There are too many dead in Mumbai to be glib about anyone else being a "real victim" of this terror. But it is nonetheless true that Pakistan was also a target of the attackers. This episode, much like the killing of Benazir Bhutto, was meant to eviscerate the movement to stabilize this failing state and put it on a course toward moderation.

Indeed, part of the motivation may have been to retaliate against the Zardari government for its efforts to rein in ISI. The relatively new chief of the army staff, Gen. Ashfaq Parvez Kayani—himself a former head of ISI—who had been close to Benazir Bhutto, recently replaced the head of ISI, and Zardari had ordered a part of the agency that dealt with domestic intelligence closed. (None of this rules out the possibility that elements within ISI, operating on their own, had a hand in Mumbai. It has been a symptom of Pakistan's dysfunction that the government has often had little control over ISI—hence the embarrassment that came earlier this year when the U.S. intelligence community confirmed Indian accusations that the agency was behind the bombing of the Indian Embassy in Kabul.)

The Pakistanis will pay a price, too, if the resulting tensions between Islamabad and New Delhi lead to military redeployments along the countries' long border, as Kayani has warned. That will draw troops away from the counterinsurgency efforts to roll back the Pakistani Taliban and other radical groups in the Federally Administered Tribal Areas and the North West Frontier Province—a setback for the United States, which is urging Pakistan to get more serious about its rebels, and for Afghanistan, which must deal with cross-border infiltration. It will also reconfirm the Pakistani army's instinctive belief that it exists to confront India, not strengthen a state in disarray. The less pressure on al-Qaida and other extremists in the FATA, the more danger the United States will face.
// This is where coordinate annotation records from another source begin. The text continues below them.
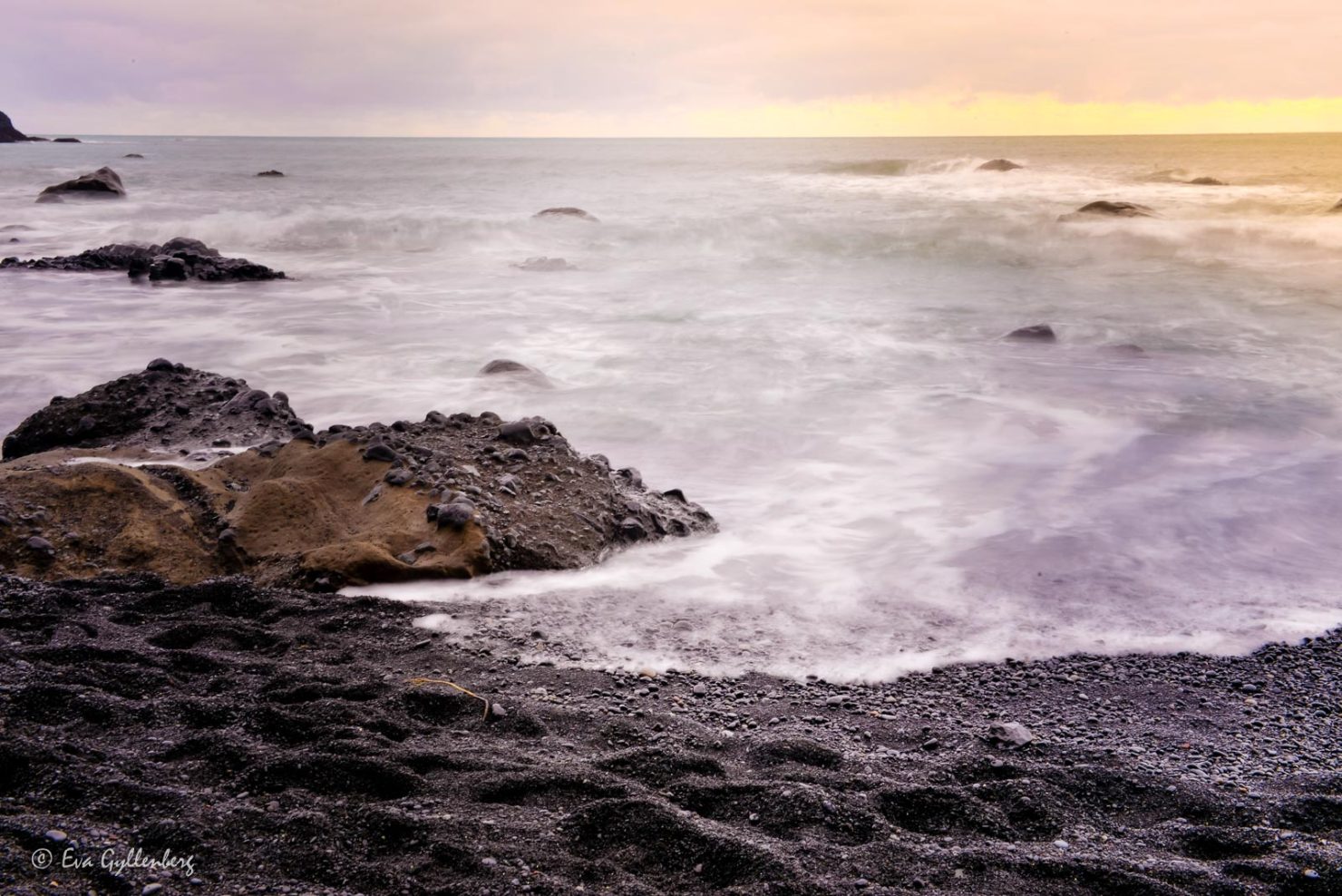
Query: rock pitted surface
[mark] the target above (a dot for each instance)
(1104, 208)
(95, 476)
(179, 259)
(224, 718)
(567, 210)
(100, 184)
(542, 263)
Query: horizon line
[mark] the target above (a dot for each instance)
(1210, 133)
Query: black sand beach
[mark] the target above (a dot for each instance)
(276, 739)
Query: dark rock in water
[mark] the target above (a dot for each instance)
(179, 259)
(1035, 333)
(516, 370)
(542, 263)
(165, 405)
(567, 210)
(1110, 209)
(11, 134)
(317, 511)
(100, 184)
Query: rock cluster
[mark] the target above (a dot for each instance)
(118, 479)
(179, 259)
(100, 184)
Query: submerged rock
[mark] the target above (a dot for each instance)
(542, 263)
(180, 258)
(1110, 209)
(516, 370)
(567, 210)
(100, 184)
(455, 495)
(164, 406)
(1035, 333)
(1009, 735)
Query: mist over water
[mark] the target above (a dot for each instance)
(804, 336)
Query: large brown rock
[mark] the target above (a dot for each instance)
(120, 479)
(100, 184)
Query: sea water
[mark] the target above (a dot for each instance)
(805, 336)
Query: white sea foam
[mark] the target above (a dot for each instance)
(808, 342)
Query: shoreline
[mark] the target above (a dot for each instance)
(276, 738)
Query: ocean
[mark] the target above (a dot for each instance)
(805, 336)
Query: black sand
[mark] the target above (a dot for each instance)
(274, 738)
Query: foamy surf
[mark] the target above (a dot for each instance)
(807, 336)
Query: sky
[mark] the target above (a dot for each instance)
(674, 69)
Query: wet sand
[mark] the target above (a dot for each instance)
(276, 739)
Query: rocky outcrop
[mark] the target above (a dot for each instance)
(1034, 333)
(11, 134)
(179, 259)
(1107, 209)
(100, 184)
(567, 212)
(162, 408)
(106, 482)
(542, 263)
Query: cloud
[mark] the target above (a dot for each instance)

All this will make it harder for Pakistan to pull itself back from state failure, which is where it is headed despite the efforts of the new government. Under pressure from the Indian government—which is taking heat for its initially ineffective response to the attack—and the United States, Pakistan will look more and more like that other great disappointment at counterterrorism, the Palestinian Authority. Too weak to meet the demands of its neighbors and friends, it will continue to lose credibility and find itself in an ever-deeper crisis. Demilitarizing groups like Lashkar-e-Tayyba—which has armed thousands over the years and has hundreds of thousands of supporters—has long been in the "too-hard-to-do category" for Islamabad. That hasn't changed, except now the United States and India will, understandably, demand it more loudly.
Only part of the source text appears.